There’s a reason beef is an important part of our diet, and it’s not just because it tastes delicious – it’s also packed with essential vitamins and nutrients.
A staple at the Australian dinner table and on our barbecues, beef is an excellent source of the nutrients our bodies need to function properly – particularly Australian beef, which is predominantly grass-fed and lean. (To reduce the saturated fat content, you can trim the fat off the edges before you throw it on the grill.)
The Australian Dietary Guidelines recommend eating red meat, which includes our beloved beef – as well as lamb, pork, veal, goat and kangaroo – because it’s a great source of protein, iron and zinc. But, like all good things, moderation is the key.
So just how much meat per day should we be eating?
The Guidelines recommend 65 grams per day of lean and cooked red meat (which is equivalent to about 90 to 100 grams of raw meat, before it’s cooked), or 455 grams per week (equivalent to approximately 650 grams per week in raw weight).
If you’re a meat lover – and, if you’re reading this, you probably are – you might find it easier to stick to that weekly amount if you have three or four red meat meals a week, alternating between smaller and larger portion sizes.
Similarly, Cancer Council Australia recognises that lean red meat is an important source of iron, zinc, vitamin B12 and protein, and recommends people consume moderate amounts of cooked red meat (65 to 100 grams) three or four times a week.

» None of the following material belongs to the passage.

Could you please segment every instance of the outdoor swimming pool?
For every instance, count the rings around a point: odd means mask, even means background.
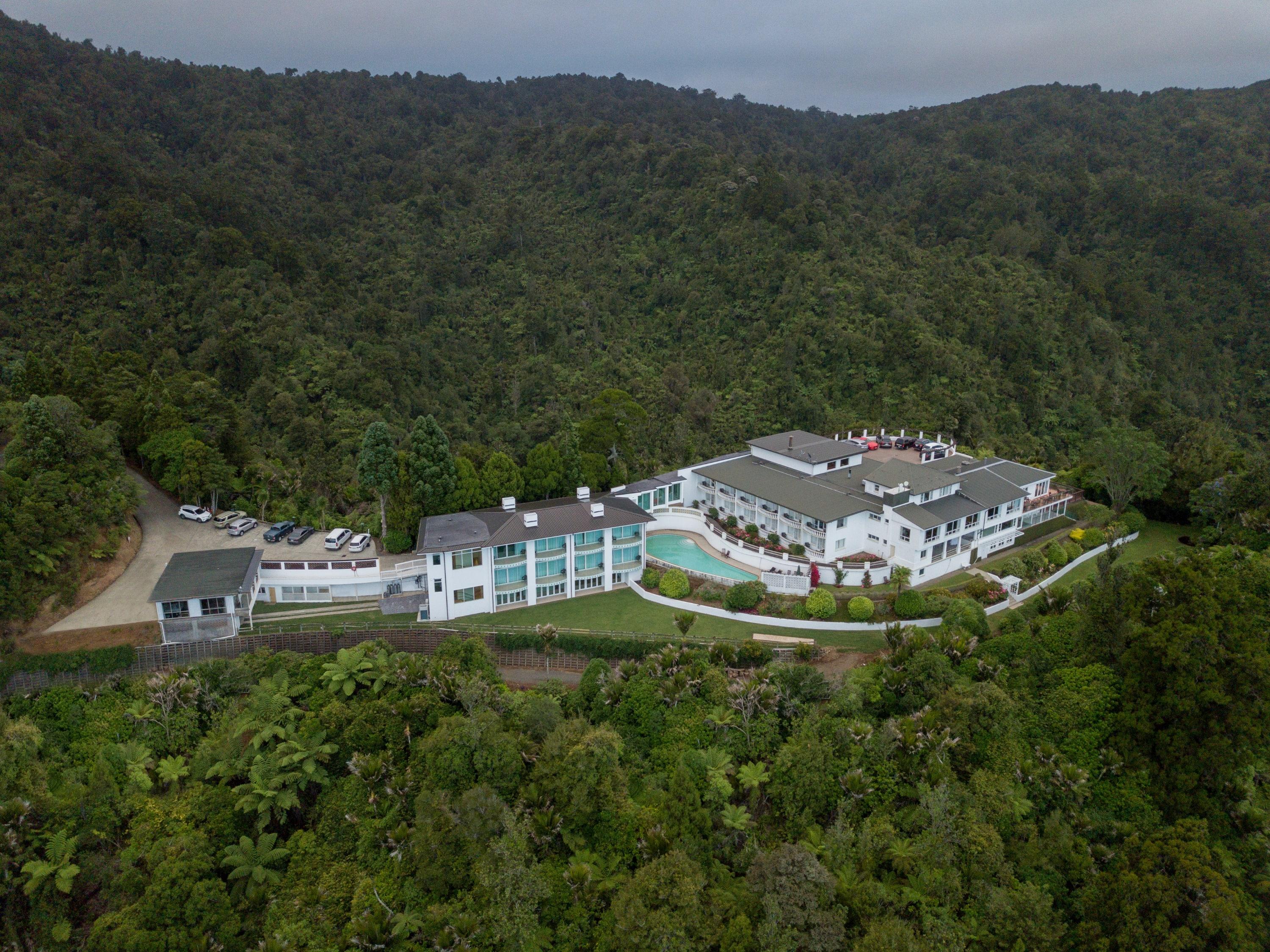
[[[648,536],[648,554],[690,572],[735,578],[738,582],[752,582],[758,578],[756,575],[733,568],[726,562],[716,559],[686,535],[673,533],[650,535]]]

What are the benefits of eating beef?
Beef is rich in protein, which contains the amino acids you need for muscle growth, muscle mass and muscle tissue repair. Muscle health is particularly important for maintaining our independence in our later years.

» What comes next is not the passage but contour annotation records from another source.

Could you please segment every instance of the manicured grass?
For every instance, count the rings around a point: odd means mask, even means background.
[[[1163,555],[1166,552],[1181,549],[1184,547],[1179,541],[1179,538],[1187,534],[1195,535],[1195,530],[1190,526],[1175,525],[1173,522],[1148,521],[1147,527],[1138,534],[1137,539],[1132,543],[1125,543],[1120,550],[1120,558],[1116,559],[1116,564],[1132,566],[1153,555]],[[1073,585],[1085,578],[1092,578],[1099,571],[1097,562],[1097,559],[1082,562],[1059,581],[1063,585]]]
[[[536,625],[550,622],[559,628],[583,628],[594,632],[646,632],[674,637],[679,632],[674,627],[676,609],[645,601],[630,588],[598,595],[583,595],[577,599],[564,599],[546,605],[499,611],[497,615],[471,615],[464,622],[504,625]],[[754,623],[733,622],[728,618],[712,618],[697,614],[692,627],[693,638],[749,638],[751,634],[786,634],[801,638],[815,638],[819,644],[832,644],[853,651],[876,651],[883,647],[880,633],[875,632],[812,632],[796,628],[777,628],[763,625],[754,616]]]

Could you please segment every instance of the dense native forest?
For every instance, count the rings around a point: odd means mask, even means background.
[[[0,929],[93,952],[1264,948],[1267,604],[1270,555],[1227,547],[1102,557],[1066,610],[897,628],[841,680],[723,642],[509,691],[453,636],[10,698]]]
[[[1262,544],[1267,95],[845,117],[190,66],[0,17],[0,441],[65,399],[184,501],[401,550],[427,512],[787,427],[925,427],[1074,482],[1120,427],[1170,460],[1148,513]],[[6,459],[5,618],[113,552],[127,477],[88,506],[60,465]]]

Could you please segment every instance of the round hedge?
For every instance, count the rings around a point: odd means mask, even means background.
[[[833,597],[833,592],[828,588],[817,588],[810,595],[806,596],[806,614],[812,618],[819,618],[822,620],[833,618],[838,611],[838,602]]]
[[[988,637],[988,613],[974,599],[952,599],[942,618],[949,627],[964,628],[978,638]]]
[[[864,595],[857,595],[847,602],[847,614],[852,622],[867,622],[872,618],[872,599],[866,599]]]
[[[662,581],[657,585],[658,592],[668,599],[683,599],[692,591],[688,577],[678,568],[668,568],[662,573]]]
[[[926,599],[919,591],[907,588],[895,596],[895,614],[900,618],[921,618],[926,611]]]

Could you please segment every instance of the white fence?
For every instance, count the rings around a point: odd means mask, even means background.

Beef is a great dietary source of iron, which helps your red blood cells carry oxygen to the cells throughout your body. Iron is essential for energy, brain function and healthy growth and development, and is particularly important for adolescent girls, pregnant women, menstruating women and endurance athletes.
Iron is also crucial to early childhood, which is why the Australian Infant Feeding Guidelines recommend the introduction of iron-rich foods such as red meat from around 6 months of age.
The type of iron found in red meat (called heme-iron) is more easily absorbed by the body than the iron found in plant foods, which is what makes beef such a good source of this mineral.
The zinc in red meat is also more easily absorbed by the body than the zinc in plant foods. Zinc plays a vital role in your body’s cellular metabolism, and helps to keep your immune system strong, which is necessary for fighting off infections. Zinc also supports your cognitive and reproductive functions, and helps to keep your skin and hair healthy.
Lean beef is also high in Omega-3 fatty acids, the same healthy fat found in fish that supports brain function and heart health.
And when it comes to red meat and nutrients, ‘B’ is the letter of the day – as in beef and B vitamins, the water-soluble vitamins that promote various functions of the body. The B12 vitamin, in particular, aids your nervous system – it’s found in its highest abundance in meat, and is not readily available in plant products, making B12 deficiency a legitimate concern for vegans.
Other B vitamins found in high dosages in beef include B6, which boosts your immune system; niacin, which aids your digestive system; and riboflavin, which promotes healthy skin and eyes.
Finally, beef is high in phosphorous, which helps your body convert food into energy.
Of course, just because beef can be good for you doesn’t mean you should be living the dream and eating steak for every meal. But as part of a balanced diet and lifestyle, eating lean beef in recommended amounts – and with plenty of vegetables – can help you be the best you that you can be.